Kurt Seifried

SSD Failure modes

So everyone constantly talks about SSD failure modes and how they die suddenly with no warning and blah blah blah (honestly: everything dies, and sometimes the building burns down, so make sure you have off site backups). But here is an interesting failure mode I found this week. I have two older Intel 80GB SSD’s in a RAID 0 configuration I use for scratch space (e.g. unpacking the Linux Kernel and grepping for stuff). But the RAID 0 array was suddenly very very slow. Since I was retiring that machine anyways I had to wipe it, so I popped in the DBAN disk and started wiping all the drives. It said it would take 79 hours, which seemed a bit excessive:

DBAN screen showing two identical SSDs being wiped with very different results.

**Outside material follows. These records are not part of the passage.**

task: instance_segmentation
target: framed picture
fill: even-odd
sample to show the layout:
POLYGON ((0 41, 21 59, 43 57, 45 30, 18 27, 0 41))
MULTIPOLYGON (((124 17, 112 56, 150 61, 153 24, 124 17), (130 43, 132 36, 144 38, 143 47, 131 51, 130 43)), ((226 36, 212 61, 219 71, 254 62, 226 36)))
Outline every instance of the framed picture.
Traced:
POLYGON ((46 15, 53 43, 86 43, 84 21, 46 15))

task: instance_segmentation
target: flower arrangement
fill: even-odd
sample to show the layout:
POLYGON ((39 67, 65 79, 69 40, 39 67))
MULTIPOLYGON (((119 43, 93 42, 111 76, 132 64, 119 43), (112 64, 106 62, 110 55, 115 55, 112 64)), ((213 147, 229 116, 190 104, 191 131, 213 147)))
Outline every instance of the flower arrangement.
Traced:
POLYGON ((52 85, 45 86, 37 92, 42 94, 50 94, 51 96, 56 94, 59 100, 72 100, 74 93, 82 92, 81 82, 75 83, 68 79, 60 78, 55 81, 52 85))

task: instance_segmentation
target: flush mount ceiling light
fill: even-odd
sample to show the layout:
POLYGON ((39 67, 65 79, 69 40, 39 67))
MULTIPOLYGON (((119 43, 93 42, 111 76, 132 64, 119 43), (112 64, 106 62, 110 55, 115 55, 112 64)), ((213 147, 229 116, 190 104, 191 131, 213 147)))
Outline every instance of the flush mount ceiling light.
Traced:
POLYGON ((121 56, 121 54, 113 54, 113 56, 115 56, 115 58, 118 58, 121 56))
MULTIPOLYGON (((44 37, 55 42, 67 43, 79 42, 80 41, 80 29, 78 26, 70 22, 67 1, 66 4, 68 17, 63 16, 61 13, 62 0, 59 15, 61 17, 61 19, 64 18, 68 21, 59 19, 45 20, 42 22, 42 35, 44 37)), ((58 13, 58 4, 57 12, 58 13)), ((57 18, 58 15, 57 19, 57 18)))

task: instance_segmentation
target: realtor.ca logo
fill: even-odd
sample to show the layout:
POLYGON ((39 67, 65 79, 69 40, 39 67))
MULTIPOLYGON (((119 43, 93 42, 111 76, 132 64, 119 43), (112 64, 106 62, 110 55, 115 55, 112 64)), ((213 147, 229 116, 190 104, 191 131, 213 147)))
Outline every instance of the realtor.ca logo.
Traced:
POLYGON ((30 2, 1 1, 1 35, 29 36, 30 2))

That’s right, you may have missed it, I did the first time, there’s no “K” in the speed listing for the first SSD. It’s writing at 559240 BYTES/second, not Kilobytes. The second drive is writing at a reasonable ~56.5 Megabytes/sec but the first one is writing at 0.53 Megabytes/sec, about 100 times slower. This certainly explains why my RAID 0 was behaving so badly. The kicker is there are not write or read errors off of that first drive, it’s just really, really slow. So I guess the lesson to be learned is you should check if your RAID card/software can tell you drive specific statistics or periodically read/write test your SSD’s individually if things start behaving oddly.